Put it this way: if you find something within yourself that you don’t like—some character trait… some habit—how do you get rid of it? Do you rip it out? Do you disavow it? Repudiate it? Try any of those things, and it’s likely to return, perhaps even stronger.

I’ve learned that things we don’t like about ourselves tend to be stubborn, deeply enmeshed in our being. Like the roots of a weed, try to pull them out by the leaves, and they disappear for a moment, only to pop up again, more deeply rooted than before.
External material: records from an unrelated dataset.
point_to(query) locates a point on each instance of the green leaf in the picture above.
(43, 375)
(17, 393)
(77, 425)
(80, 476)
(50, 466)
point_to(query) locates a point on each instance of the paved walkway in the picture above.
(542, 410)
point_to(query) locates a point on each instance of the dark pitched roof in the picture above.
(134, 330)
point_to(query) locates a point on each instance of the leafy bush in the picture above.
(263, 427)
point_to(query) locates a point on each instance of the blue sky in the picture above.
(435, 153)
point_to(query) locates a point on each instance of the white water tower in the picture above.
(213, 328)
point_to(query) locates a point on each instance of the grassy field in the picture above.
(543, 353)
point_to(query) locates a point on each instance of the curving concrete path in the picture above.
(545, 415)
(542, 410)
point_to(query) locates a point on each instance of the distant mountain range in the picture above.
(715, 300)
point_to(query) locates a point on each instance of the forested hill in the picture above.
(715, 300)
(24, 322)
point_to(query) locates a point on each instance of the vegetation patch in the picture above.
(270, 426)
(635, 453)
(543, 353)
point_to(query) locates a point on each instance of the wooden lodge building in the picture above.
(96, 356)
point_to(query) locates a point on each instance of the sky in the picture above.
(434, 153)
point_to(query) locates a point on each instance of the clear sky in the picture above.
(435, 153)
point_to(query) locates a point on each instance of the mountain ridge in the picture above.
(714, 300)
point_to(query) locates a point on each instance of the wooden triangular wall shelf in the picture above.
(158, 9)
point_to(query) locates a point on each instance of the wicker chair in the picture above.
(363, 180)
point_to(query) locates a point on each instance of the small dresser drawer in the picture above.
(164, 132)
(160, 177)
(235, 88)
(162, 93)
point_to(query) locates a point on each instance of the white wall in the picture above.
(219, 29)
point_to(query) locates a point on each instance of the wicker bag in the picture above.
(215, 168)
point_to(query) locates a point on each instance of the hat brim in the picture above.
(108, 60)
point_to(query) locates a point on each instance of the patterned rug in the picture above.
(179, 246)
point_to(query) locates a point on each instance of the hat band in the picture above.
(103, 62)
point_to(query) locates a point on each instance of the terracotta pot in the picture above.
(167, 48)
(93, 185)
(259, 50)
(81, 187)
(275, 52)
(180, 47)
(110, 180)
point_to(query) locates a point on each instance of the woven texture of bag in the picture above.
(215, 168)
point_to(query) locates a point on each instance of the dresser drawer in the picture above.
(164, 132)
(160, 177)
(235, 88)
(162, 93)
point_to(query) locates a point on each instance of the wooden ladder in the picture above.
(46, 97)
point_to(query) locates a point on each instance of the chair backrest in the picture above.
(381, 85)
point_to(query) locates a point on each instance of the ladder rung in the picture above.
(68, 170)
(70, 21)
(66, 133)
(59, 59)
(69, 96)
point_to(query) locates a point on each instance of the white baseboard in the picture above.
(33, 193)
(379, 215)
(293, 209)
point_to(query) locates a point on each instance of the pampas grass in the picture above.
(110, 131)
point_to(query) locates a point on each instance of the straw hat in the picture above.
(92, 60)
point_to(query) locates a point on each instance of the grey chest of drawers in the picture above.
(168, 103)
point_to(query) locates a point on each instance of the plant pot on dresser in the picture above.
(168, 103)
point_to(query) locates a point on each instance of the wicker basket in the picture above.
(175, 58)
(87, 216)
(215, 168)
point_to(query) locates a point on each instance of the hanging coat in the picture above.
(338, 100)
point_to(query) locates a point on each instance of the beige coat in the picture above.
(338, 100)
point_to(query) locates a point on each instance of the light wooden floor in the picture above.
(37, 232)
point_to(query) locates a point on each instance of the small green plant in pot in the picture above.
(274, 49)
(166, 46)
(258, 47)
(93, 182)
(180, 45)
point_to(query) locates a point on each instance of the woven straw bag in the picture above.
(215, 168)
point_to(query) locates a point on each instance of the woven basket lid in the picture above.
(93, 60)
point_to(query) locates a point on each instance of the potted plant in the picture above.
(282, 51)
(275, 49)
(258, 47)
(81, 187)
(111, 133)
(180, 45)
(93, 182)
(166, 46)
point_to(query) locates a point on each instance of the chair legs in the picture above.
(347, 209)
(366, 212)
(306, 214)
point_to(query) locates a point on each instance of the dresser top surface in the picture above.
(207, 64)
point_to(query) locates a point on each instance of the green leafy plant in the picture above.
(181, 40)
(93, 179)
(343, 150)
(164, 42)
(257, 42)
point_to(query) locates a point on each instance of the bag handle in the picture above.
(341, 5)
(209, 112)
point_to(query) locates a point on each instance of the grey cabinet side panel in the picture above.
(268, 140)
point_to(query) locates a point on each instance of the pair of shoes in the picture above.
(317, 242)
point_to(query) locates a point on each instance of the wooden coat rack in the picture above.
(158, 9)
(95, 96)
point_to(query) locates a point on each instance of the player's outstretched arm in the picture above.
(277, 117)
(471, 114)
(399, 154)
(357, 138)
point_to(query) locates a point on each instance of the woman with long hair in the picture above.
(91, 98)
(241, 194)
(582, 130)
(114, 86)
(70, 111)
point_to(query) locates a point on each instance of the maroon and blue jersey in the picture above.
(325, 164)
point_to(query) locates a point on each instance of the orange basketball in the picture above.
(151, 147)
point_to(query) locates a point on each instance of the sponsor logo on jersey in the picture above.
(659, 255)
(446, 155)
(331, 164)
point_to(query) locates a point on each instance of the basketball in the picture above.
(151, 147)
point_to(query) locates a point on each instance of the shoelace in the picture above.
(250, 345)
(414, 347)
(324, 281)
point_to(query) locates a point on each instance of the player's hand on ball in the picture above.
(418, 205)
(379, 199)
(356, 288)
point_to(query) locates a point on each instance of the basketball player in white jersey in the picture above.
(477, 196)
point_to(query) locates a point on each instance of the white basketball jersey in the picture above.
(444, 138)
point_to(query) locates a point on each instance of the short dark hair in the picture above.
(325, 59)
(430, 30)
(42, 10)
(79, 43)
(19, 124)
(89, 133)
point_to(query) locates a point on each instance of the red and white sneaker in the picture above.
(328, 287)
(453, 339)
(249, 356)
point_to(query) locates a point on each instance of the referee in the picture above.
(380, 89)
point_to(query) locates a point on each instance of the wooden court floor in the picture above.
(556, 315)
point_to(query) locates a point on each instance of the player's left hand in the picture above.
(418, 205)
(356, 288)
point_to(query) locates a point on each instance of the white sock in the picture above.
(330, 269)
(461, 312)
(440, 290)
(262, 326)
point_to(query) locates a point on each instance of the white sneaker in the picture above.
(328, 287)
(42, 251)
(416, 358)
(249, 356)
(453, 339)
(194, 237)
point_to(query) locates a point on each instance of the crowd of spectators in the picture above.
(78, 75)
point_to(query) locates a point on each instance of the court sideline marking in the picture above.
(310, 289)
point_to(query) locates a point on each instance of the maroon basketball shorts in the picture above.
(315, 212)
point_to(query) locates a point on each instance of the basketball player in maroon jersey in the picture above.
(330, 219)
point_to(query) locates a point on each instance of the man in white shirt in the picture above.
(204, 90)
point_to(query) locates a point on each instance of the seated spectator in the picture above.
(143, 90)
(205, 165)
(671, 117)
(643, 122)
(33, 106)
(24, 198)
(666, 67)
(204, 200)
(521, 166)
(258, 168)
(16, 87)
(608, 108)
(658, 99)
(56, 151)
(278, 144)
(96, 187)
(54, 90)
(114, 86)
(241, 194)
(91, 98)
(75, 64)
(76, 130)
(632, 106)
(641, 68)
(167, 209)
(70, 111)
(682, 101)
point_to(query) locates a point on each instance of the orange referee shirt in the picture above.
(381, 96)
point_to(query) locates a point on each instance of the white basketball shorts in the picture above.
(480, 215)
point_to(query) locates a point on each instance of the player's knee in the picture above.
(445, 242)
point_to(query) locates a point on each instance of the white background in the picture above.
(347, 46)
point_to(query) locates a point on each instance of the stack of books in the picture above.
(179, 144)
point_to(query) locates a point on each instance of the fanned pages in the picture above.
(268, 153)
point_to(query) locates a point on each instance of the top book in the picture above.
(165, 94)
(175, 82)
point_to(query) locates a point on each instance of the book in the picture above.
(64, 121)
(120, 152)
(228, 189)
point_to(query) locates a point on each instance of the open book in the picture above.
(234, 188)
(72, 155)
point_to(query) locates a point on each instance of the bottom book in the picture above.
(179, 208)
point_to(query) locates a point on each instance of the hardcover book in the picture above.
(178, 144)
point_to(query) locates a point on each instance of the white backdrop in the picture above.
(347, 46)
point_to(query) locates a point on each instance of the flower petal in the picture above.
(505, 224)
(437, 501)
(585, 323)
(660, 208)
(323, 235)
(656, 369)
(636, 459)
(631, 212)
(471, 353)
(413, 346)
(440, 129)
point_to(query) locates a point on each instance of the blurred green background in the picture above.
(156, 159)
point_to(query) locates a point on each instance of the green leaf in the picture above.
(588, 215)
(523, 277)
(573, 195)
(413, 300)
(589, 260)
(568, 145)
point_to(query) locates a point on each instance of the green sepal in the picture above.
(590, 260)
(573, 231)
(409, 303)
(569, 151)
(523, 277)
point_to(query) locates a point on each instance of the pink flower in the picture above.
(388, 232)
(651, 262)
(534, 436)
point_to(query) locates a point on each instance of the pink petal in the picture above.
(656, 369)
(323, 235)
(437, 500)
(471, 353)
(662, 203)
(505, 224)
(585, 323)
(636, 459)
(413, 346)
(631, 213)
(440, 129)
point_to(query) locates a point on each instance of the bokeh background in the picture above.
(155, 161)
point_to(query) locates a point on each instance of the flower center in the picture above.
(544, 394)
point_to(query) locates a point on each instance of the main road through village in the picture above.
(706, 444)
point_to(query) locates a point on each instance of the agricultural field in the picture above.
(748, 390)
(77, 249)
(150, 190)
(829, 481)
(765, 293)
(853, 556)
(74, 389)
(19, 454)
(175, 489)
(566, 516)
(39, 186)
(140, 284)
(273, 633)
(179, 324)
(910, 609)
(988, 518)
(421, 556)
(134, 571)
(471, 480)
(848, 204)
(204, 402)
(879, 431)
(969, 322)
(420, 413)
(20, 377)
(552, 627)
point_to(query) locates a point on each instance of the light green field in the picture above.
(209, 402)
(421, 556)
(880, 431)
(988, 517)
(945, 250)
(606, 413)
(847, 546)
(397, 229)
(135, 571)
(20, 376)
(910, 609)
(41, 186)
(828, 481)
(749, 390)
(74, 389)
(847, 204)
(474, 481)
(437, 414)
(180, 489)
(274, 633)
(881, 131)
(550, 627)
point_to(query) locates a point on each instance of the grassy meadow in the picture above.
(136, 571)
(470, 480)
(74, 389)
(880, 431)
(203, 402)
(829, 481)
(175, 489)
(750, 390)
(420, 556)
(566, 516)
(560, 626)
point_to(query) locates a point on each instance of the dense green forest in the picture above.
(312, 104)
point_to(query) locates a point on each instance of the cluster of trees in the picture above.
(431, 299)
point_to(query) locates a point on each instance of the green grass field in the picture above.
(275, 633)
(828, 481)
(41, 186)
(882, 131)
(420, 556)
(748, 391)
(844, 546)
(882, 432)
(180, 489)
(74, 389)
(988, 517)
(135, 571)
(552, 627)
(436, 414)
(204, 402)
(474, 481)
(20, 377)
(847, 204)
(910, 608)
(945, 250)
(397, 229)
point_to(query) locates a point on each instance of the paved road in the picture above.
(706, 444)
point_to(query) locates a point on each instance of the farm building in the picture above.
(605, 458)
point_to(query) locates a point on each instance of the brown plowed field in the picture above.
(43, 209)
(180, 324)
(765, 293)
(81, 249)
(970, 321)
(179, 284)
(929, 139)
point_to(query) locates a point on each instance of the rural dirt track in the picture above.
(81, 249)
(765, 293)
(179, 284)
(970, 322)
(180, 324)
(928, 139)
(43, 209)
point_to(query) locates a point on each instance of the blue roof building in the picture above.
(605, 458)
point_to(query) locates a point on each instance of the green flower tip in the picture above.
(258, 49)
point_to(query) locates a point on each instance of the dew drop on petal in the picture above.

This impulse to tear down Confederate statues strikes me as misdirected and ultimately impotent violence against the white supremacy that most of us liberal white folks still practice on a daily basis. I, for example, live in a beautiful, gentrified, intown community with great public schools and terrific restaurants and coffee shops. In many important ways, I am enjoying the fruits of white supremacy: my property values and wealth skyrocket so long as the economic and educational inequality between my community and the browner surrounding community remain high. That is, I have a financial investment in racial inequality. For me to actually fight white supremacy in its modern from would require me to move out of my neighborhood and align my life and my wealth with non-white communities and institutions. But which white liberals do you know who are moving out of our cultured urban enclaves to take on the risk to our finances, educational outcomes, and personal safety?

Conservative scholar Robert George wrote on Twitter last week, “Every statue of a slaveholder should cause us to reflect on the question: "To which grave evils of our own time am I blind or desensitized?"

It’s easy to rail against neo-Nazis and to loathe inert statues from our racist past. What is much harder is to disentangle ourselves from the white supremacy from which we personally profit and which we unconsciously promote.

So take down the statues. Pull at the leaves. But the root, I’m afraid, will remain.